It was then that Ganondorf noticed the army of eyes staring out of the dark: staring, silent. They glinted as dully as their blades did, watching. Held back in shadows, only by Impaz himself. Women's eyes, the Naked Eye. More appeared, swarming like the most ravenous of cats. Return the brother, they said, in an unspoken language that Ganondorf found he recognized, from long, long ago. It was a sort of understanding that he was an orphan from, was startled to see again in the waking world. It cut to the heart of him: peeling him like a withered apple until his flesh fell away and the seeds of his memory and mind were exposed to the dry, choking air.

"I will put you down and there'll not be enough shreds of you even for Din to piece together."

Ganondorf dropped Link. The boy slid in terror off of his shoulder, and seemed to ooze behind his father: slinking so low in fear that he seemed almost part of the ground itself. The Sheikah's demeanor changed drastically as the long braid went limp, and then slithered away from Ganondorf's neck. It twisted itself up upon Impaz' head once more, and wagged passively with the man's swaying posture.

"Thank you," said the Sheikah. His girls vanished like a flight of starlings, winging off to places unknown. "Now, we might as well get to business."

"No. Stop." said Ganondorf. "You have much to answer for. I will not be led around like a-"

"It was necessary to move you to eliminate Blind, before the deal could be made," said Impaz quite sharply. "I feared for Zelda's safety; while she may believe that people get what they pay for, Blind had other ideas. There was no pressure on him to deliver her alive, merely to keep her alive as long as it was possible to extract information and possibly wealth from her. When he discovered there was no chance at present of retaking her kingdom, he'd have cut his losses rather than harbor a fugitive."

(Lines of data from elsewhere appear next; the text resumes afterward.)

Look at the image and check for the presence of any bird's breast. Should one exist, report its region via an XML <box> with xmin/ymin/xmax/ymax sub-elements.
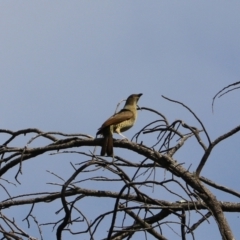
<box><xmin>113</xmin><ymin>118</ymin><xmax>136</xmax><ymax>132</ymax></box>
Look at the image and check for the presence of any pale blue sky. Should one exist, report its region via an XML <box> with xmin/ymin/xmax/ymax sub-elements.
<box><xmin>0</xmin><ymin>0</ymin><xmax>240</xmax><ymax>239</ymax></box>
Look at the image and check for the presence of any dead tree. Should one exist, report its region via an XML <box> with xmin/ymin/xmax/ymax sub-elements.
<box><xmin>0</xmin><ymin>98</ymin><xmax>240</xmax><ymax>240</ymax></box>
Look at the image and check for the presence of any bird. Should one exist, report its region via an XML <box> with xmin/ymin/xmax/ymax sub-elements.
<box><xmin>97</xmin><ymin>93</ymin><xmax>143</xmax><ymax>156</ymax></box>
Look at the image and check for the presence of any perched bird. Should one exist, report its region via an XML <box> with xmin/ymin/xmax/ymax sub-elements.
<box><xmin>97</xmin><ymin>93</ymin><xmax>142</xmax><ymax>156</ymax></box>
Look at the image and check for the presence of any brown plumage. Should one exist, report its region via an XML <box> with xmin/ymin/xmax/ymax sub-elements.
<box><xmin>97</xmin><ymin>93</ymin><xmax>142</xmax><ymax>156</ymax></box>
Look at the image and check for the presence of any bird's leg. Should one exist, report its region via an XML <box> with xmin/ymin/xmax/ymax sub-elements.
<box><xmin>115</xmin><ymin>129</ymin><xmax>129</xmax><ymax>141</ymax></box>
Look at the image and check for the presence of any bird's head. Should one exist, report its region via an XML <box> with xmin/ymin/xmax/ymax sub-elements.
<box><xmin>125</xmin><ymin>93</ymin><xmax>142</xmax><ymax>107</ymax></box>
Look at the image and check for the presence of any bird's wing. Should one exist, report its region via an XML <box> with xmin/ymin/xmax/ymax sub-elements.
<box><xmin>99</xmin><ymin>109</ymin><xmax>133</xmax><ymax>130</ymax></box>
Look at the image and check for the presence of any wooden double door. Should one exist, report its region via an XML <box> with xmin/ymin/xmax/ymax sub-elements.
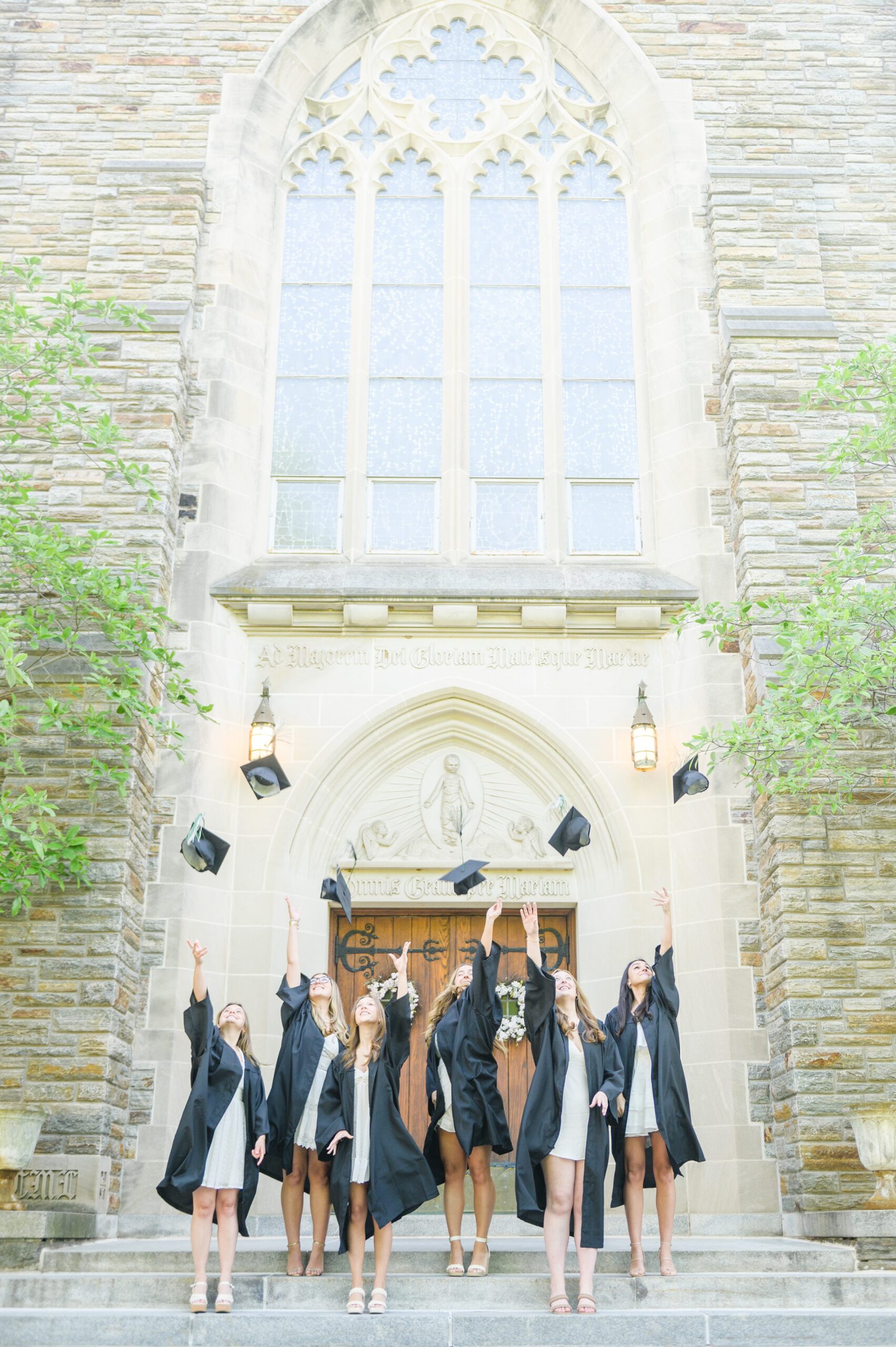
<box><xmin>330</xmin><ymin>908</ymin><xmax>576</xmax><ymax>1160</ymax></box>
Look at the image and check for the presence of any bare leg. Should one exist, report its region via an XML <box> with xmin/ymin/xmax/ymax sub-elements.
<box><xmin>305</xmin><ymin>1150</ymin><xmax>330</xmax><ymax>1277</ymax></box>
<box><xmin>541</xmin><ymin>1155</ymin><xmax>576</xmax><ymax>1299</ymax></box>
<box><xmin>624</xmin><ymin>1137</ymin><xmax>647</xmax><ymax>1277</ymax></box>
<box><xmin>280</xmin><ymin>1147</ymin><xmax>308</xmax><ymax>1277</ymax></box>
<box><xmin>651</xmin><ymin>1131</ymin><xmax>675</xmax><ymax>1277</ymax></box>
<box><xmin>190</xmin><ymin>1188</ymin><xmax>217</xmax><ymax>1281</ymax></box>
<box><xmin>572</xmin><ymin>1160</ymin><xmax>597</xmax><ymax>1315</ymax></box>
<box><xmin>439</xmin><ymin>1128</ymin><xmax>466</xmax><ymax>1268</ymax></box>
<box><xmin>214</xmin><ymin>1188</ymin><xmax>240</xmax><ymax>1282</ymax></box>
<box><xmin>469</xmin><ymin>1147</ymin><xmax>495</xmax><ymax>1268</ymax></box>
<box><xmin>349</xmin><ymin>1183</ymin><xmax>368</xmax><ymax>1286</ymax></box>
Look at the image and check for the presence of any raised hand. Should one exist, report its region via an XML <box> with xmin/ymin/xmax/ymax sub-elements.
<box><xmin>326</xmin><ymin>1128</ymin><xmax>351</xmax><ymax>1155</ymax></box>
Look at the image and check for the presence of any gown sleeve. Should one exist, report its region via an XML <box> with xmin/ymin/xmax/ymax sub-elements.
<box><xmin>523</xmin><ymin>955</ymin><xmax>557</xmax><ymax>1061</ymax></box>
<box><xmin>278</xmin><ymin>972</ymin><xmax>311</xmax><ymax>1029</ymax></box>
<box><xmin>653</xmin><ymin>946</ymin><xmax>679</xmax><ymax>1020</ymax></box>
<box><xmin>314</xmin><ymin>1058</ymin><xmax>344</xmax><ymax>1161</ymax></box>
<box><xmin>470</xmin><ymin>940</ymin><xmax>501</xmax><ymax>1029</ymax></box>
<box><xmin>382</xmin><ymin>993</ymin><xmax>411</xmax><ymax>1071</ymax></box>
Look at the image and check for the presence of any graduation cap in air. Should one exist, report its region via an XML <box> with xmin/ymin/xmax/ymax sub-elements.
<box><xmin>240</xmin><ymin>753</ymin><xmax>290</xmax><ymax>800</ymax></box>
<box><xmin>180</xmin><ymin>813</ymin><xmax>230</xmax><ymax>874</ymax></box>
<box><xmin>547</xmin><ymin>806</ymin><xmax>591</xmax><ymax>856</ymax></box>
<box><xmin>439</xmin><ymin>861</ymin><xmax>489</xmax><ymax>897</ymax></box>
<box><xmin>672</xmin><ymin>753</ymin><xmax>709</xmax><ymax>804</ymax></box>
<box><xmin>320</xmin><ymin>865</ymin><xmax>351</xmax><ymax>921</ymax></box>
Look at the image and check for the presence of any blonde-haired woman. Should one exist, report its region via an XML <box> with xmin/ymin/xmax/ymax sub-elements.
<box><xmin>261</xmin><ymin>899</ymin><xmax>349</xmax><ymax>1277</ymax></box>
<box><xmin>318</xmin><ymin>941</ymin><xmax>438</xmax><ymax>1315</ymax></box>
<box><xmin>423</xmin><ymin>899</ymin><xmax>514</xmax><ymax>1277</ymax></box>
<box><xmin>516</xmin><ymin>902</ymin><xmax>622</xmax><ymax>1315</ymax></box>
<box><xmin>156</xmin><ymin>940</ymin><xmax>268</xmax><ymax>1315</ymax></box>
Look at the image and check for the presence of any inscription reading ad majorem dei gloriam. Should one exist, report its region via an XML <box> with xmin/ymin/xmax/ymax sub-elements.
<box><xmin>256</xmin><ymin>641</ymin><xmax>649</xmax><ymax>669</ymax></box>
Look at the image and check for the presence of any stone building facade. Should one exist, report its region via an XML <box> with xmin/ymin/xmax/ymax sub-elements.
<box><xmin>0</xmin><ymin>0</ymin><xmax>896</xmax><ymax>1232</ymax></box>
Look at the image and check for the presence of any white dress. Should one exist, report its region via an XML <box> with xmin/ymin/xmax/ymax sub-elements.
<box><xmin>625</xmin><ymin>1024</ymin><xmax>659</xmax><ymax>1137</ymax></box>
<box><xmin>294</xmin><ymin>1033</ymin><xmax>339</xmax><ymax>1150</ymax></box>
<box><xmin>202</xmin><ymin>1048</ymin><xmax>245</xmax><ymax>1188</ymax></box>
<box><xmin>551</xmin><ymin>1039</ymin><xmax>590</xmax><ymax>1160</ymax></box>
<box><xmin>351</xmin><ymin>1067</ymin><xmax>370</xmax><ymax>1183</ymax></box>
<box><xmin>435</xmin><ymin>1036</ymin><xmax>457</xmax><ymax>1131</ymax></box>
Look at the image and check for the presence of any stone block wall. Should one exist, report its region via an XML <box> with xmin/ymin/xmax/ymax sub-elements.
<box><xmin>0</xmin><ymin>0</ymin><xmax>896</xmax><ymax>1211</ymax></box>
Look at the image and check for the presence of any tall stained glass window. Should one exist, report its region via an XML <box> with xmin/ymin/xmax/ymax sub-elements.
<box><xmin>271</xmin><ymin>5</ymin><xmax>641</xmax><ymax>559</ymax></box>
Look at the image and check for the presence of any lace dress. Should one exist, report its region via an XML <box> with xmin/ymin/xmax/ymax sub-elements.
<box><xmin>294</xmin><ymin>1033</ymin><xmax>339</xmax><ymax>1150</ymax></box>
<box><xmin>625</xmin><ymin>1024</ymin><xmax>659</xmax><ymax>1137</ymax></box>
<box><xmin>202</xmin><ymin>1048</ymin><xmax>247</xmax><ymax>1188</ymax></box>
<box><xmin>551</xmin><ymin>1039</ymin><xmax>590</xmax><ymax>1160</ymax></box>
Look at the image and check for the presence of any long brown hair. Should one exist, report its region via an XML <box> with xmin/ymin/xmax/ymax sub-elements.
<box><xmin>342</xmin><ymin>991</ymin><xmax>385</xmax><ymax>1070</ymax></box>
<box><xmin>555</xmin><ymin>969</ymin><xmax>606</xmax><ymax>1042</ymax></box>
<box><xmin>217</xmin><ymin>1001</ymin><xmax>259</xmax><ymax>1067</ymax></box>
<box><xmin>308</xmin><ymin>972</ymin><xmax>349</xmax><ymax>1042</ymax></box>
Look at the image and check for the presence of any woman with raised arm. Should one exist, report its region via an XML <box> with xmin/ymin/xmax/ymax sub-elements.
<box><xmin>606</xmin><ymin>889</ymin><xmax>703</xmax><ymax>1277</ymax></box>
<box><xmin>261</xmin><ymin>899</ymin><xmax>349</xmax><ymax>1277</ymax></box>
<box><xmin>423</xmin><ymin>899</ymin><xmax>514</xmax><ymax>1277</ymax></box>
<box><xmin>156</xmin><ymin>940</ymin><xmax>268</xmax><ymax>1315</ymax></box>
<box><xmin>516</xmin><ymin>902</ymin><xmax>622</xmax><ymax>1315</ymax></box>
<box><xmin>318</xmin><ymin>940</ymin><xmax>438</xmax><ymax>1315</ymax></box>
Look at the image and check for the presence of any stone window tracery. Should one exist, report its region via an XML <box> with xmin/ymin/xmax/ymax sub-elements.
<box><xmin>271</xmin><ymin>4</ymin><xmax>640</xmax><ymax>556</ymax></box>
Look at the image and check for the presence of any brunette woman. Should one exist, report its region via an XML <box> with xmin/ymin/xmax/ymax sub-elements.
<box><xmin>423</xmin><ymin>899</ymin><xmax>514</xmax><ymax>1277</ymax></box>
<box><xmin>606</xmin><ymin>889</ymin><xmax>703</xmax><ymax>1277</ymax></box>
<box><xmin>156</xmin><ymin>940</ymin><xmax>268</xmax><ymax>1315</ymax></box>
<box><xmin>261</xmin><ymin>899</ymin><xmax>349</xmax><ymax>1277</ymax></box>
<box><xmin>318</xmin><ymin>941</ymin><xmax>438</xmax><ymax>1315</ymax></box>
<box><xmin>516</xmin><ymin>902</ymin><xmax>622</xmax><ymax>1315</ymax></box>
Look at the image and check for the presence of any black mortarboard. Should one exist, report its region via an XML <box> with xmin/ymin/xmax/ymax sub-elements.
<box><xmin>672</xmin><ymin>753</ymin><xmax>709</xmax><ymax>804</ymax></box>
<box><xmin>320</xmin><ymin>865</ymin><xmax>351</xmax><ymax>921</ymax></box>
<box><xmin>180</xmin><ymin>813</ymin><xmax>230</xmax><ymax>874</ymax></box>
<box><xmin>240</xmin><ymin>753</ymin><xmax>290</xmax><ymax>800</ymax></box>
<box><xmin>547</xmin><ymin>806</ymin><xmax>591</xmax><ymax>856</ymax></box>
<box><xmin>439</xmin><ymin>861</ymin><xmax>488</xmax><ymax>897</ymax></box>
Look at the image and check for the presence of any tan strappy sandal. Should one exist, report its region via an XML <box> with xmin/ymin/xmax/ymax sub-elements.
<box><xmin>466</xmin><ymin>1235</ymin><xmax>492</xmax><ymax>1277</ymax></box>
<box><xmin>445</xmin><ymin>1235</ymin><xmax>464</xmax><ymax>1277</ymax></box>
<box><xmin>190</xmin><ymin>1281</ymin><xmax>209</xmax><ymax>1315</ymax></box>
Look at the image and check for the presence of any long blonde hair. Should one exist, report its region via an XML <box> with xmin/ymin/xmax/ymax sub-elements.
<box><xmin>423</xmin><ymin>963</ymin><xmax>507</xmax><ymax>1056</ymax></box>
<box><xmin>342</xmin><ymin>991</ymin><xmax>385</xmax><ymax>1070</ymax></box>
<box><xmin>216</xmin><ymin>1001</ymin><xmax>259</xmax><ymax>1067</ymax></box>
<box><xmin>555</xmin><ymin>969</ymin><xmax>606</xmax><ymax>1042</ymax></box>
<box><xmin>308</xmin><ymin>972</ymin><xmax>349</xmax><ymax>1042</ymax></box>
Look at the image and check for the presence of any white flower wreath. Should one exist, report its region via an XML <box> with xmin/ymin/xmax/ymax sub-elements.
<box><xmin>495</xmin><ymin>978</ymin><xmax>526</xmax><ymax>1042</ymax></box>
<box><xmin>367</xmin><ymin>972</ymin><xmax>420</xmax><ymax>1020</ymax></box>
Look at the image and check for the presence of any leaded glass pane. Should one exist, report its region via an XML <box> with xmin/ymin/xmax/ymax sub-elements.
<box><xmin>560</xmin><ymin>288</ymin><xmax>635</xmax><ymax>378</ymax></box>
<box><xmin>370</xmin><ymin>286</ymin><xmax>442</xmax><ymax>376</ymax></box>
<box><xmin>473</xmin><ymin>482</ymin><xmax>541</xmax><ymax>552</ymax></box>
<box><xmin>278</xmin><ymin>286</ymin><xmax>351</xmax><ymax>375</ymax></box>
<box><xmin>570</xmin><ymin>482</ymin><xmax>639</xmax><ymax>552</ymax></box>
<box><xmin>470</xmin><ymin>286</ymin><xmax>541</xmax><ymax>378</ymax></box>
<box><xmin>274</xmin><ymin>482</ymin><xmax>342</xmax><ymax>552</ymax></box>
<box><xmin>370</xmin><ymin>482</ymin><xmax>435</xmax><ymax>552</ymax></box>
<box><xmin>367</xmin><ymin>378</ymin><xmax>442</xmax><ymax>477</ymax></box>
<box><xmin>470</xmin><ymin>197</ymin><xmax>539</xmax><ymax>286</ymax></box>
<box><xmin>283</xmin><ymin>193</ymin><xmax>355</xmax><ymax>284</ymax></box>
<box><xmin>373</xmin><ymin>197</ymin><xmax>442</xmax><ymax>284</ymax></box>
<box><xmin>563</xmin><ymin>383</ymin><xmax>637</xmax><ymax>477</ymax></box>
<box><xmin>470</xmin><ymin>378</ymin><xmax>545</xmax><ymax>477</ymax></box>
<box><xmin>557</xmin><ymin>197</ymin><xmax>628</xmax><ymax>286</ymax></box>
<box><xmin>272</xmin><ymin>378</ymin><xmax>349</xmax><ymax>477</ymax></box>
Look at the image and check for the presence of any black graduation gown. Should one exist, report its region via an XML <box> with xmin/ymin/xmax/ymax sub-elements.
<box><xmin>423</xmin><ymin>943</ymin><xmax>514</xmax><ymax>1184</ymax></box>
<box><xmin>606</xmin><ymin>946</ymin><xmax>706</xmax><ymax>1207</ymax></box>
<box><xmin>317</xmin><ymin>996</ymin><xmax>438</xmax><ymax>1254</ymax></box>
<box><xmin>516</xmin><ymin>958</ymin><xmax>622</xmax><ymax>1249</ymax></box>
<box><xmin>261</xmin><ymin>974</ymin><xmax>331</xmax><ymax>1191</ymax></box>
<box><xmin>156</xmin><ymin>993</ymin><xmax>268</xmax><ymax>1235</ymax></box>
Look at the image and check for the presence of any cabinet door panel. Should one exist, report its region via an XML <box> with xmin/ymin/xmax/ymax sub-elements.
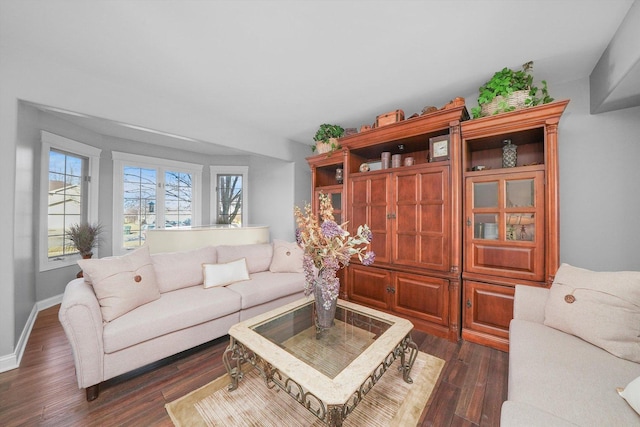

Ganondorf folded his arms, rubbing his sore and somewhat weeping stump. He must have banged it earlier, in the fight. Blue potion really didn't know what to do with pre-existing conditions, it seemed.

"You must leave this city," said Impaz. "In fact, everyone must."

"Where there's a deal, there are two parties," replied Ganondorf, the light of understanding filtering over his mind. "I expect Hyrule has come to collect."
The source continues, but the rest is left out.